Did your house just get bigger? As this infographic from Will from Mortgage Choice shows (for those who can afford to buy Australia’s high cost housing) the average floor size is set to continue rising to 243.6 m2.
This infographic details the house (by floor area) and household size (people per household) trends in Australia in comparison to the rest of the world. What was highlighted was the fact that only recently had household sizes increased (possibly for the first time since European settlement) due to us using our houses (and excess spare rooms) more effectively or due to housing costs becoming unaffordable – forcing Gen Y’s to stay at home for longer periods in the family home. In terms of living space, the average is getting bigger with land lots shrinking over time. There is also a growing trend of building a home to cover as much of the land lot (as permissable by council regulations) with smaller backyards and open space in comparison to historical past. Homes in the USA were traditionally the largest, but Australia has now overtaken them with the average floor area of a new home being 243.6m2. Interestingly, Australians continue to build even larger homes during the GFC while our American counterparts reduced their home sizes which may reflect our love of our “McMansions” or our resilience of our economy in comparison to the world.
In terms of construction costs of a new home, we have seen an increase over the years mainly due to inflation. Advancements in construction methods and technology has allowed us to build a home for cheaper, more thermal efficient and at a lower price than the past. However, this has not reduced the affordability of homes with Australia having one of the most unaffordable housing in the world.

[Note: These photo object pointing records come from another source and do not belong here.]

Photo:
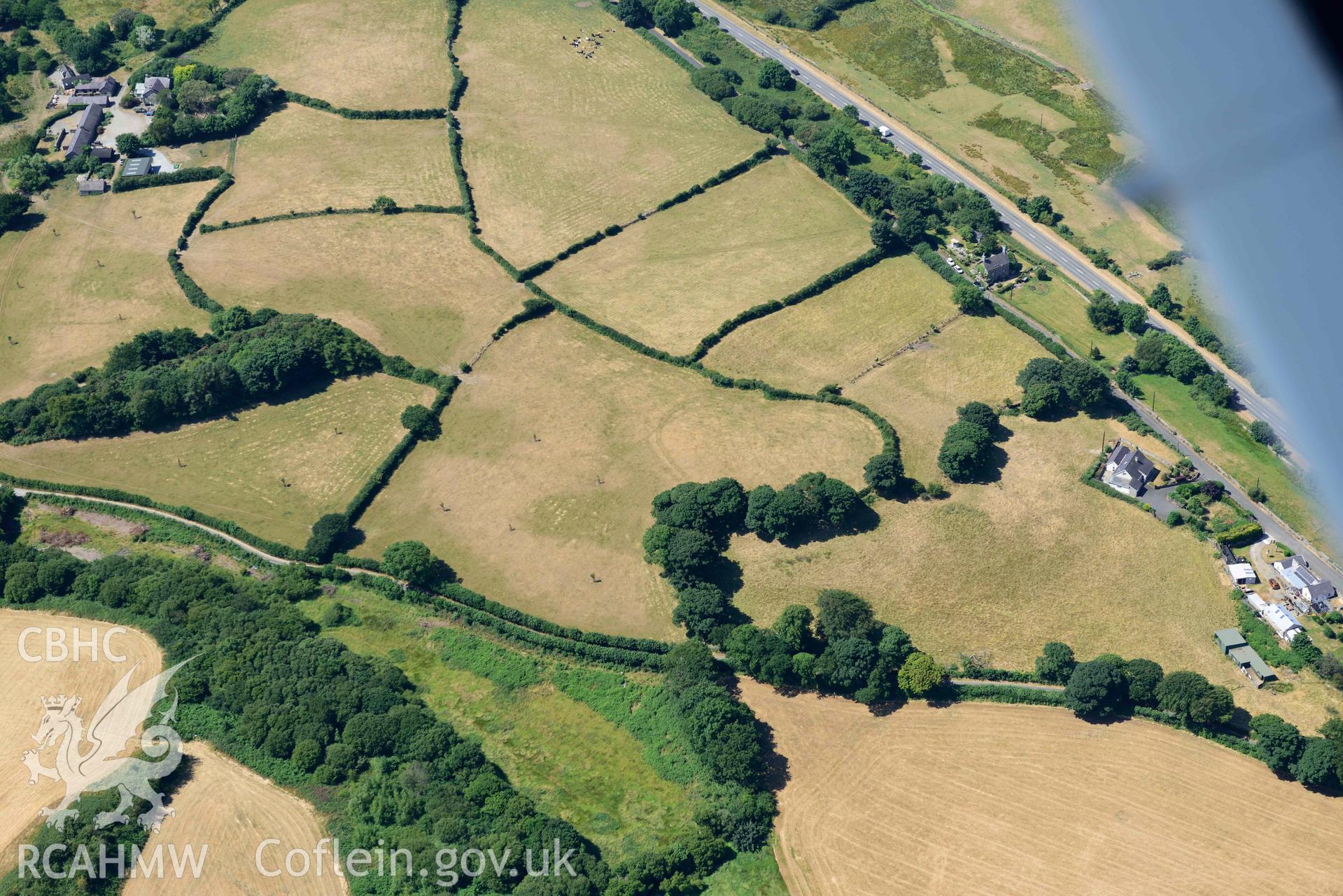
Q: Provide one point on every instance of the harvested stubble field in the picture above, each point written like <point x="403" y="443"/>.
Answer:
<point x="304" y="160"/>
<point x="559" y="145"/>
<point x="971" y="360"/>
<point x="22" y="684"/>
<point x="834" y="336"/>
<point x="675" y="278"/>
<point x="374" y="54"/>
<point x="1029" y="799"/>
<point x="542" y="439"/>
<point x="554" y="749"/>
<point x="90" y="276"/>
<point x="1004" y="568"/>
<point x="324" y="446"/>
<point x="234" y="809"/>
<point x="412" y="285"/>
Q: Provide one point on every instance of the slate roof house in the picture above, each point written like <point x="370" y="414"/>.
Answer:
<point x="1300" y="577"/>
<point x="108" y="86"/>
<point x="64" y="78"/>
<point x="1127" y="470"/>
<point x="998" y="266"/>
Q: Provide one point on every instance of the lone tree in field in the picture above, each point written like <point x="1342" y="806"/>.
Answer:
<point x="920" y="675"/>
<point x="327" y="536"/>
<point x="421" y="422"/>
<point x="1055" y="663"/>
<point x="412" y="561"/>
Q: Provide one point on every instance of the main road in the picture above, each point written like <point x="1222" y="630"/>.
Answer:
<point x="1039" y="239"/>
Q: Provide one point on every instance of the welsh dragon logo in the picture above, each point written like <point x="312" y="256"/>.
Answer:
<point x="99" y="765"/>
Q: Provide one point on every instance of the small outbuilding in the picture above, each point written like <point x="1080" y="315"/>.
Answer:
<point x="137" y="166"/>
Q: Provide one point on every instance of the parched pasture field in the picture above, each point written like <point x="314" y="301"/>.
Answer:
<point x="673" y="279"/>
<point x="558" y="145"/>
<point x="232" y="809"/>
<point x="834" y="336"/>
<point x="409" y="283"/>
<point x="302" y="160"/>
<point x="978" y="799"/>
<point x="565" y="438"/>
<point x="234" y="469"/>
<point x="90" y="276"/>
<point x="374" y="54"/>
<point x="22" y="684"/>
<point x="554" y="749"/>
<point x="1037" y="557"/>
<point x="971" y="360"/>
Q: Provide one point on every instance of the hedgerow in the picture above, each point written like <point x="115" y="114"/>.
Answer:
<point x="363" y="114"/>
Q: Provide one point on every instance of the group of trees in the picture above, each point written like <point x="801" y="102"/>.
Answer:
<point x="967" y="447"/>
<point x="844" y="650"/>
<point x="694" y="523"/>
<point x="1165" y="355"/>
<point x="206" y="102"/>
<point x="1052" y="387"/>
<point x="1109" y="315"/>
<point x="266" y="688"/>
<point x="164" y="377"/>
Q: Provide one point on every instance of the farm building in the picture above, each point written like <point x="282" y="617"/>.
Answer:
<point x="1300" y="577"/>
<point x="137" y="166"/>
<point x="64" y="77"/>
<point x="86" y="129"/>
<point x="1128" y="470"/>
<point x="1283" y="621"/>
<point x="998" y="266"/>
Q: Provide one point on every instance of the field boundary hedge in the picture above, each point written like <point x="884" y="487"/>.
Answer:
<point x="363" y="114"/>
<point x="165" y="179"/>
<point x="766" y="309"/>
<point x="293" y="216"/>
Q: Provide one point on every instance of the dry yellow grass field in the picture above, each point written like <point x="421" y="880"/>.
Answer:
<point x="375" y="54"/>
<point x="1013" y="801"/>
<point x="673" y="279"/>
<point x="302" y="160"/>
<point x="409" y="283"/>
<point x="973" y="360"/>
<point x="232" y="809"/>
<point x="834" y="336"/>
<point x="23" y="683"/>
<point x="89" y="276"/>
<point x="324" y="446"/>
<point x="613" y="429"/>
<point x="1004" y="568"/>
<point x="559" y="145"/>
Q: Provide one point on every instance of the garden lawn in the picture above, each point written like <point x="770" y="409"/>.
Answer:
<point x="675" y="278"/>
<point x="1004" y="568"/>
<point x="410" y="283"/>
<point x="554" y="749"/>
<point x="559" y="145"/>
<point x="324" y="446"/>
<point x="90" y="276"/>
<point x="834" y="336"/>
<point x="371" y="54"/>
<point x="305" y="160"/>
<point x="552" y="450"/>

This re-enforces the issue that cost of materials and labour is not the driving force of rising house prices as it is relatively cheap to add an extra 10sqm to a new home which will only cost a few thousand dollars as opposed to purchasing a larger land lot. This is a driving motivator for new home builders to “build larger”, pushing up the national average in house size.
Gen Y’s have shown to have the mindset of saving more than their previous generations – contrary to popular belief that they are more liberal with their spending. We are already seeing, and will continue to see a growing population staying at the family home longer in order to save for a deposit as housing costs continue to increase. Some steps Gen Ys can take include budgeting more carefully and cutting out any unnecessary expenditure and saving as large of a deposit as possible for a property to reduce the size of the home loan required to be taken out.
The increase in household size may be attributed to several factors other than Gen Y’s staying at home longer, but due to high costs, many opt for a shared housing approach with their peers by splitting costs and therefore utilising all available rooms in a home.
Lenders will continue to provide funds in the market provided that there is no major risk of a housing price collapse. One of the other factors that goes into keeping the house prices up, is the high LVR home loans. And as such, 95%-100% lend home loans are making a comeback indicating funds are being more readily available than the post-GFC period as lenders are becoming less risk-averse.